Why You Should Build Your Software How Boeing Builds Planes
The longer we test applications and the more we develop and test software, the greater our understanding of the entire process becomes. Agile, DevOps, continuous delivery, and continuous testing—developers and testers are finding faster and smarter ways to streamline the procedure.
However, Naga Jayadev, the chief technologist for the Continuous Delivery and Advisory Services Sales teams at CA Technologies, might be the first person to suggest we look to Boeing to better understand how to build stable, well-tested software.
Instead of building each individual part, putting it all together, and testing it to see the results, Jayadev references how planes are assembled and argues that this is a much smarter way to put together a new piece of software.
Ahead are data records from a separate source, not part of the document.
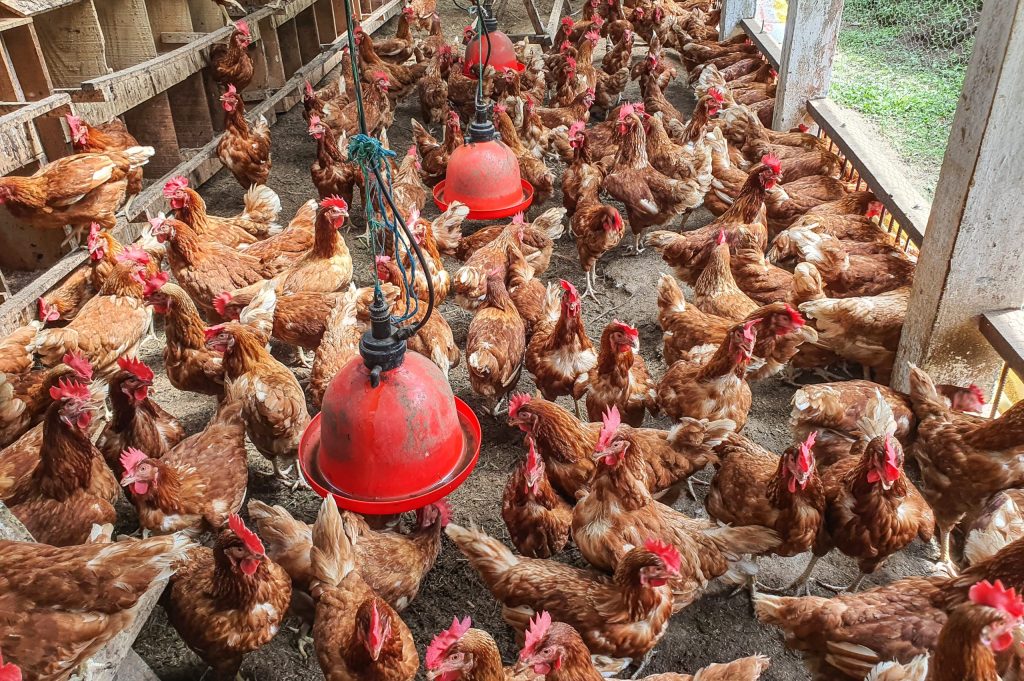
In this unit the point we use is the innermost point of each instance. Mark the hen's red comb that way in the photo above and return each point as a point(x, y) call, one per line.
point(156, 283)
point(539, 627)
point(133, 254)
point(444, 640)
point(9, 672)
point(220, 302)
point(516, 401)
point(610, 421)
point(135, 367)
point(997, 596)
point(247, 536)
point(569, 290)
point(211, 332)
point(130, 459)
point(66, 389)
point(335, 202)
point(174, 185)
point(772, 162)
point(668, 553)
point(632, 332)
point(807, 451)
point(78, 364)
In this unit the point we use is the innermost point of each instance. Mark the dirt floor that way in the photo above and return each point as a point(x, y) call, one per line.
point(716, 629)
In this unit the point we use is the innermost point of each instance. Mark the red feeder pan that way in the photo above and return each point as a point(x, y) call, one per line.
point(393, 448)
point(502, 53)
point(484, 175)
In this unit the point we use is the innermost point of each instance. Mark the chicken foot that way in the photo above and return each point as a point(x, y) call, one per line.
point(802, 583)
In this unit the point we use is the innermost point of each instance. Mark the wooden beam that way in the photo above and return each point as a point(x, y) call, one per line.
point(554, 18)
point(805, 71)
point(127, 36)
point(199, 168)
point(971, 261)
point(111, 95)
point(734, 11)
point(764, 41)
point(73, 44)
point(885, 175)
point(180, 37)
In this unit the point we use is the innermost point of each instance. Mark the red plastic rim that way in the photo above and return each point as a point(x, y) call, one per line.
point(495, 213)
point(309, 448)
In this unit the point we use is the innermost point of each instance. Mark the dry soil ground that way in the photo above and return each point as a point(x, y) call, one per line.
point(717, 628)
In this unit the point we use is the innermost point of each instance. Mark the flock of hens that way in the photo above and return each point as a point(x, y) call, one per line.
point(795, 273)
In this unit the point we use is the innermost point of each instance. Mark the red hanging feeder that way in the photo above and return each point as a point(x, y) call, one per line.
point(500, 50)
point(390, 436)
point(483, 173)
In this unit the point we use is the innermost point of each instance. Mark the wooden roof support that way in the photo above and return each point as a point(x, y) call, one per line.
point(805, 72)
point(734, 11)
point(971, 261)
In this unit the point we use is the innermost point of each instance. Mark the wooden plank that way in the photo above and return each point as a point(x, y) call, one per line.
point(885, 175)
point(207, 16)
point(290, 10)
point(190, 110)
point(1005, 332)
point(971, 261)
point(325, 22)
point(764, 42)
point(555, 17)
point(31, 67)
point(7, 24)
point(153, 124)
point(111, 95)
point(33, 7)
point(199, 168)
point(18, 146)
point(73, 44)
point(168, 38)
point(10, 89)
point(291, 54)
point(733, 13)
point(305, 28)
point(127, 35)
point(808, 50)
point(169, 17)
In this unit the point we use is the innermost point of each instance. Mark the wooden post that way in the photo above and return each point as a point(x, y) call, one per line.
point(153, 124)
point(811, 33)
point(734, 11)
point(73, 43)
point(305, 27)
point(326, 22)
point(127, 36)
point(970, 261)
point(291, 54)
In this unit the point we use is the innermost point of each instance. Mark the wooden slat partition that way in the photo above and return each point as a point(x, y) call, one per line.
point(764, 42)
point(876, 166)
point(199, 168)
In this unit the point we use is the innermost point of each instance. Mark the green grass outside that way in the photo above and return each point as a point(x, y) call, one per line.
point(901, 65)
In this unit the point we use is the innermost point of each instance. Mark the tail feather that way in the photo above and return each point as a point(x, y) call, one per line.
point(333, 555)
point(138, 156)
point(670, 296)
point(448, 227)
point(262, 204)
point(288, 541)
point(259, 312)
point(488, 557)
point(552, 221)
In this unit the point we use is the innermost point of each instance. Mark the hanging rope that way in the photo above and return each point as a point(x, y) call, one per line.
point(383, 217)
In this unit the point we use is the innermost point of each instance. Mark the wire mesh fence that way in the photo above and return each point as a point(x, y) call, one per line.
point(901, 65)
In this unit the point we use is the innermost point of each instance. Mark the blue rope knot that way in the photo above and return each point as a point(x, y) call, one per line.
point(368, 151)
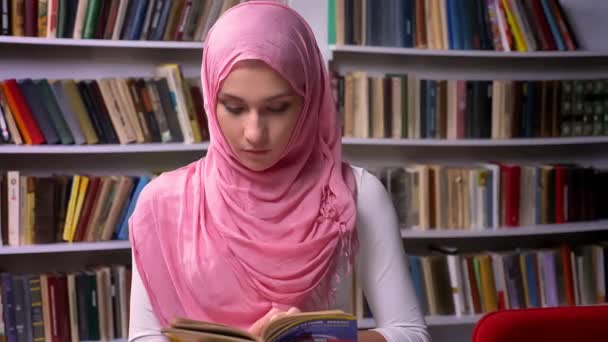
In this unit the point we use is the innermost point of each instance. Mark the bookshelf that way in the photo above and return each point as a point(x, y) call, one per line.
point(469, 54)
point(22, 57)
point(542, 229)
point(133, 44)
point(590, 61)
point(66, 248)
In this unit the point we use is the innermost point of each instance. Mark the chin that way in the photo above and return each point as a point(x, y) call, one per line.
point(256, 166)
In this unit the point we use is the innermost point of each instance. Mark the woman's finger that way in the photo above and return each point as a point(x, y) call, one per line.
point(256, 328)
point(293, 310)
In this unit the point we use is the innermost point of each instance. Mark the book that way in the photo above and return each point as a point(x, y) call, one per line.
point(334, 325)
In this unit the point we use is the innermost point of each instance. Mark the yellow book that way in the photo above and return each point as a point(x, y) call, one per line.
point(306, 326)
point(488, 287)
point(184, 88)
point(187, 121)
point(522, 267)
point(82, 192)
point(30, 203)
point(71, 207)
point(520, 43)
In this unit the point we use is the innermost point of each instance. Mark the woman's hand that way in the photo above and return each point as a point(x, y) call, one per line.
point(274, 313)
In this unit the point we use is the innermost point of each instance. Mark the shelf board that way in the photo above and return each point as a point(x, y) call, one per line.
point(94, 149)
point(476, 142)
point(543, 229)
point(66, 247)
point(138, 44)
point(369, 323)
point(381, 50)
point(347, 142)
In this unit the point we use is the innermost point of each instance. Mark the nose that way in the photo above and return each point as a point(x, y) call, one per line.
point(255, 129)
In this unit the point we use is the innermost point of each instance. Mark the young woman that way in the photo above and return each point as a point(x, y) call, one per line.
point(271, 220)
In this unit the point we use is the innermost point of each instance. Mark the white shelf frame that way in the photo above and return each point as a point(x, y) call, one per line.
point(102, 148)
point(437, 320)
point(180, 147)
point(383, 50)
point(138, 44)
point(66, 247)
point(541, 229)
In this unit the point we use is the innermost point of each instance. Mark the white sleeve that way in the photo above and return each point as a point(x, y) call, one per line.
point(143, 324)
point(382, 266)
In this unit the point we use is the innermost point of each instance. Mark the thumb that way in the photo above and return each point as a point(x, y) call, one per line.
point(256, 328)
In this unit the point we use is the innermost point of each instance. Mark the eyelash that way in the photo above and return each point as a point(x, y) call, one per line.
point(238, 110)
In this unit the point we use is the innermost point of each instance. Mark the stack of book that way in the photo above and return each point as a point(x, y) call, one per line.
point(166, 20)
point(451, 283)
point(491, 196)
point(163, 108)
point(66, 208)
point(88, 305)
point(406, 106)
point(500, 25)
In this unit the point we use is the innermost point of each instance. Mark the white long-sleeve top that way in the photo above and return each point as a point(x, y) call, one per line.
point(381, 269)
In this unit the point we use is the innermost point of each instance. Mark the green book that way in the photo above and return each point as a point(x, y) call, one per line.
point(57, 118)
point(62, 12)
point(90, 21)
point(331, 22)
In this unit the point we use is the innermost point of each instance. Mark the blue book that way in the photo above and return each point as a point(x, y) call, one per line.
point(490, 198)
point(159, 32)
point(8, 303)
point(408, 17)
point(532, 279)
point(138, 19)
point(123, 230)
point(431, 104)
point(466, 21)
point(418, 279)
point(452, 17)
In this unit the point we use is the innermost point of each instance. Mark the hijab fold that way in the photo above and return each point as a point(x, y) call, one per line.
point(216, 241)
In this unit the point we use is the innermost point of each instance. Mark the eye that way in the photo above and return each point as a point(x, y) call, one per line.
point(279, 107)
point(233, 108)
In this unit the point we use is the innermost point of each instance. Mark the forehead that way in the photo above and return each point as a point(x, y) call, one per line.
point(254, 79)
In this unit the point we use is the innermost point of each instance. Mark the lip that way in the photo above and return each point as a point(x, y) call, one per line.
point(256, 152)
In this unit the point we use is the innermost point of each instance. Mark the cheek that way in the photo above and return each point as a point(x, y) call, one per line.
point(228, 125)
point(287, 125)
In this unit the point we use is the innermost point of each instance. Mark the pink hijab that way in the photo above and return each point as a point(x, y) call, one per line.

“Imagine if Boeing built a plane like the way we build software today. If we build the fuselage, the wings, the engine, and we say, ‘We got to test it out.’ Would you want to be the pilot on that first flight when we've not tested anything and we try to fly the plane?” he said at this year’s STARWEST conference. “You don't. Right? We can't fly the plane and say, ‘Let's go replace the pilot if it failed.’”
It’s an interesting notion. With software, we often build all the separate pieces, throw them together, and see if the final product works as intended. With the plane example, Boeing builds the fuselage and then decides to test it in a wind tunnel. If the fuselage is properly tested in isolation in a wind tunnel and hits all its marks, you can then lower the risk that it’ll malfunction when it really counts.
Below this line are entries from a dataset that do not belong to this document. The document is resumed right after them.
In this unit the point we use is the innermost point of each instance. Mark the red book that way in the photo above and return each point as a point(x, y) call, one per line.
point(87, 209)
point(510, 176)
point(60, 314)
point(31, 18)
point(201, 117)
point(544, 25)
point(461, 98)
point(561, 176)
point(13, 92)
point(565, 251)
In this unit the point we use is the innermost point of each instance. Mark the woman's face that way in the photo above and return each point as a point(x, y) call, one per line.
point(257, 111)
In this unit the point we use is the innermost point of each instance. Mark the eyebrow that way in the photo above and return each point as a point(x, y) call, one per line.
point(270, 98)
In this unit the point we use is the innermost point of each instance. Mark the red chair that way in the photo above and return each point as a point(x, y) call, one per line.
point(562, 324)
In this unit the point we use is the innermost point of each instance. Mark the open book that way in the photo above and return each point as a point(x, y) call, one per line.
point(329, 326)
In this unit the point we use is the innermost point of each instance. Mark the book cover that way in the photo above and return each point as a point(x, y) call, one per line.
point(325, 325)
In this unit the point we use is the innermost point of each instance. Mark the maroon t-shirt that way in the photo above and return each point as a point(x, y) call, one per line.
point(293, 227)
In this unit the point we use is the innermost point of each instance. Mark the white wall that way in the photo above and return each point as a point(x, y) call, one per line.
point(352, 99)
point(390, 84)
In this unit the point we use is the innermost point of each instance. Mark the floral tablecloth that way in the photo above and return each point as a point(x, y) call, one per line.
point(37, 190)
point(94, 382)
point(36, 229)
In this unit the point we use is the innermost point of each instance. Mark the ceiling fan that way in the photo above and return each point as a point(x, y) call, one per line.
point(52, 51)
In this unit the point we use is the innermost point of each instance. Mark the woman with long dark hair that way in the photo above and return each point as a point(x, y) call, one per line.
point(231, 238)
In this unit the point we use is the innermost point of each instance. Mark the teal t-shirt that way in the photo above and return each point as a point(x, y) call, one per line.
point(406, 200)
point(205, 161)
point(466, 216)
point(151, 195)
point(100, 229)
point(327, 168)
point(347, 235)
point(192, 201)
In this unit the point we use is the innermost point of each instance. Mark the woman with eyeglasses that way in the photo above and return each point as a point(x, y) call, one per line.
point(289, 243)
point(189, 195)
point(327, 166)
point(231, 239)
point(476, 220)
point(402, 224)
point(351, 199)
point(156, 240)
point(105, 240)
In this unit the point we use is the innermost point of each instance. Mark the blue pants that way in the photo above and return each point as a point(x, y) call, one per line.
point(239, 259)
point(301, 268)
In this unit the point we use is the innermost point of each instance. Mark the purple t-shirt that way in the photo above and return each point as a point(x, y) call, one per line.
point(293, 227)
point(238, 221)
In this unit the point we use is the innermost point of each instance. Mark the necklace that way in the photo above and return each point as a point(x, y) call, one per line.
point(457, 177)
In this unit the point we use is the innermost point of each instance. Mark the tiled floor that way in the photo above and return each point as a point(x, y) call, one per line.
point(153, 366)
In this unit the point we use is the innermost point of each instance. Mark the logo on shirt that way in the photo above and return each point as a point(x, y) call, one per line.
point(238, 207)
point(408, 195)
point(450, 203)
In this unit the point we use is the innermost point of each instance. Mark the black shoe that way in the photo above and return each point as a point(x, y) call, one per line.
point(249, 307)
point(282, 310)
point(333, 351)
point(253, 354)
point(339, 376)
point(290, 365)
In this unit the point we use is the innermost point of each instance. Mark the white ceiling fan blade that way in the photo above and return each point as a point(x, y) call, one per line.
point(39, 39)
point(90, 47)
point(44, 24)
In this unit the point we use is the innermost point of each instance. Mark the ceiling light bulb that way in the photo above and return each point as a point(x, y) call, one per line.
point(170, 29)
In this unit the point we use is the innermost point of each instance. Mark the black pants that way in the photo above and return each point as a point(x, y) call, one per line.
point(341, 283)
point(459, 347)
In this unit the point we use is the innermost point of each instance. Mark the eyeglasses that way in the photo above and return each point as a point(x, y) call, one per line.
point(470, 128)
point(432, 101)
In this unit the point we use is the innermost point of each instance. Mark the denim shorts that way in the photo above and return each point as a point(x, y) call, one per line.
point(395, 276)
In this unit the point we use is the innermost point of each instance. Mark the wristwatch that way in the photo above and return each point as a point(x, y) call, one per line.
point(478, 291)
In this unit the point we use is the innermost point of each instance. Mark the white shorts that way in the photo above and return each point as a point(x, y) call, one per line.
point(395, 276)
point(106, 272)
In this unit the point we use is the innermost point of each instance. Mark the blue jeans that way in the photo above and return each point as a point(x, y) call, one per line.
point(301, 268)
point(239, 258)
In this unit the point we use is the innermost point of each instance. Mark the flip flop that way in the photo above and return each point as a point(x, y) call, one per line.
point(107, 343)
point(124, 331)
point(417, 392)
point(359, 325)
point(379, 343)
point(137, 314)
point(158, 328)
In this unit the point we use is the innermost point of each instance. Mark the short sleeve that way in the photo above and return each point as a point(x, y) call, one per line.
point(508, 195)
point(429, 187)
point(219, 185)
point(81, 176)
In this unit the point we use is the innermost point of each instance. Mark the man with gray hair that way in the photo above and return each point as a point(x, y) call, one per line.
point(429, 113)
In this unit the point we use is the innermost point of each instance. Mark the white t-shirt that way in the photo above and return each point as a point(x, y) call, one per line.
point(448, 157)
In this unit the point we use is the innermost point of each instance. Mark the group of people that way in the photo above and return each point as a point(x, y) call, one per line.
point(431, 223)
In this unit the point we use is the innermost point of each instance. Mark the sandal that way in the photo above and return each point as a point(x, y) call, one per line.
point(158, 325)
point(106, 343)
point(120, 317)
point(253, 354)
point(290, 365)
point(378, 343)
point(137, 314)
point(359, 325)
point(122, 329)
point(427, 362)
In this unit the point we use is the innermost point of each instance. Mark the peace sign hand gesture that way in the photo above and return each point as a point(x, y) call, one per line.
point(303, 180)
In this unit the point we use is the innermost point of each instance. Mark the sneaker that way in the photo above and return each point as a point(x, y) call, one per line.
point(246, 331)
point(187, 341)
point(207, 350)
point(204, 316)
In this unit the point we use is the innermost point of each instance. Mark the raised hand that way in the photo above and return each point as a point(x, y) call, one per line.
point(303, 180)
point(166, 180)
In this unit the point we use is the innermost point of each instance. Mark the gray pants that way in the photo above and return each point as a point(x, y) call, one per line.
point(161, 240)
If there are problems with the wings, engines, or any other part of the plane, these are often discovered in the isolation testing and snuffed out before too long. That’s how Jayadev thinks software should be handled, too.
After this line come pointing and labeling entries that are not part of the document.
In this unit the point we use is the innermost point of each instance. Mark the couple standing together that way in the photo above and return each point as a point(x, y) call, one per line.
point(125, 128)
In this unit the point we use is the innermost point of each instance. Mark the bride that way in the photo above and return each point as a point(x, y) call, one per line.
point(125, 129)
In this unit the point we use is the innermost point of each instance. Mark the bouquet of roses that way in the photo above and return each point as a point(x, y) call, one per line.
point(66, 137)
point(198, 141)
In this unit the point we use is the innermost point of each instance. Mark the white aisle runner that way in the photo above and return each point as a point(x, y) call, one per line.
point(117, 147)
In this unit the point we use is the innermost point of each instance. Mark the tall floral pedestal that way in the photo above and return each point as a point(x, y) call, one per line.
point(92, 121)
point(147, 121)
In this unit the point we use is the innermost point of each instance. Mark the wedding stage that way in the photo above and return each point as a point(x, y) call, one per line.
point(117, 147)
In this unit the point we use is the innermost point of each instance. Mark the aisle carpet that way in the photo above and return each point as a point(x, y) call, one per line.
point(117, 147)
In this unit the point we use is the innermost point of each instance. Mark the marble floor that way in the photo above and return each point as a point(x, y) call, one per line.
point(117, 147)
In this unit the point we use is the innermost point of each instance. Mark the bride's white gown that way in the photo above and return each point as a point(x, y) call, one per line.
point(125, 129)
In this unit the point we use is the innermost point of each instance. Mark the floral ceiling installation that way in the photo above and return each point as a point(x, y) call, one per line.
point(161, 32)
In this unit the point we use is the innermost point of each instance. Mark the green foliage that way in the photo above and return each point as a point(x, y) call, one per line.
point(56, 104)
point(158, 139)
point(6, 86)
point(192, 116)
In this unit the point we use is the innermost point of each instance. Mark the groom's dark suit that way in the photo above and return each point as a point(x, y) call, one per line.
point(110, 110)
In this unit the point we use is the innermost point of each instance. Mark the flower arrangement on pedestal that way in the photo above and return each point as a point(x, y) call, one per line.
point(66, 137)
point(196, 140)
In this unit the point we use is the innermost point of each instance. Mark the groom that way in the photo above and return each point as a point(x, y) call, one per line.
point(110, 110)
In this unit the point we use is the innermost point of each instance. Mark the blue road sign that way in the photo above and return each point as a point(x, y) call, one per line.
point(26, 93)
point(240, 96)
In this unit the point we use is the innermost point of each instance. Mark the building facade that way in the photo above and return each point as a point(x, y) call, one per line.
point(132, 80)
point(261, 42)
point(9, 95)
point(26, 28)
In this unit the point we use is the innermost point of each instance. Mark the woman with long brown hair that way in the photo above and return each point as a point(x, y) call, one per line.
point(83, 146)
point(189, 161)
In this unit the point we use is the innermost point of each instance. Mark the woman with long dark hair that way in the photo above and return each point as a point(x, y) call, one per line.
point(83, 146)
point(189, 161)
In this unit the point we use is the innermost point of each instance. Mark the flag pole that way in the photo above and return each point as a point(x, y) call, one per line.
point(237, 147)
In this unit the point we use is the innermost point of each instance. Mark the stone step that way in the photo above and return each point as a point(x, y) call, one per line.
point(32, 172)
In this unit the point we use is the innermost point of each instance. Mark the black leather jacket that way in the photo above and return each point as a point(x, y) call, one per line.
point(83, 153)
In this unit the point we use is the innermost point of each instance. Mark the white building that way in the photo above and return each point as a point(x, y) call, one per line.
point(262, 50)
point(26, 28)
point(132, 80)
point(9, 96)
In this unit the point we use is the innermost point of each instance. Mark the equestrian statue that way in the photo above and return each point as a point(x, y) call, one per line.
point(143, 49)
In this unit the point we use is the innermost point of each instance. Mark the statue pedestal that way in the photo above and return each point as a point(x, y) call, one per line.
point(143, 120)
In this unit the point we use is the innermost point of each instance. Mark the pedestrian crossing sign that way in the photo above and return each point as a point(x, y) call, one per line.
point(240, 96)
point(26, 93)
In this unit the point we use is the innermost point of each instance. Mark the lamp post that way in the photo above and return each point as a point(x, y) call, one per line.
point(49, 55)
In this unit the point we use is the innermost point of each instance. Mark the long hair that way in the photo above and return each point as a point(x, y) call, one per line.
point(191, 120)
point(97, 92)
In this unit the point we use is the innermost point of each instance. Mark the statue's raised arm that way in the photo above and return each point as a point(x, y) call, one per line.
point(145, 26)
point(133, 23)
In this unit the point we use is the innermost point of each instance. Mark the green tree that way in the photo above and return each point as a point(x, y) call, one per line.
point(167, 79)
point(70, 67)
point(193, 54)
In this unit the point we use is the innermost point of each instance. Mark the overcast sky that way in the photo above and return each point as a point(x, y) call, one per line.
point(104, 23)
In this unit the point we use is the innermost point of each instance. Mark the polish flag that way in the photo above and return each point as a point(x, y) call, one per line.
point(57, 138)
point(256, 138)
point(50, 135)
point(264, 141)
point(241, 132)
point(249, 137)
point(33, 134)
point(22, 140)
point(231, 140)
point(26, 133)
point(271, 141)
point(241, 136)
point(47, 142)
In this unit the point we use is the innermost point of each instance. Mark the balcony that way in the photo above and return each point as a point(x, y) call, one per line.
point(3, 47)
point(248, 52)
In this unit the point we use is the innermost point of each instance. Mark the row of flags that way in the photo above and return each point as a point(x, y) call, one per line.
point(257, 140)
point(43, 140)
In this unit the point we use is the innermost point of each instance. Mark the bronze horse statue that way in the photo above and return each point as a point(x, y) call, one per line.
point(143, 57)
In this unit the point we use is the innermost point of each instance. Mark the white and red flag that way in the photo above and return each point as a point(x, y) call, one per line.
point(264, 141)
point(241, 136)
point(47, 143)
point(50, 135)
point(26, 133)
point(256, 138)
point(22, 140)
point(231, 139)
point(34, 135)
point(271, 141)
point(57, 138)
“Our goal is to decouple all of these components and test everything in isolation in a wind tunnel. That is where service virtualization fits in,” he continued. “Again, this is one of the small pillars of continuous delivery in DevOps to say, ‘How do I bring this in into my strategy of making sure my software is of high quality and I can deliver it faster?’”
Sometimes, instead of focusing on how things are done in the world of software, it’s best to look toward other industries to discover smarter ways to optimize testing.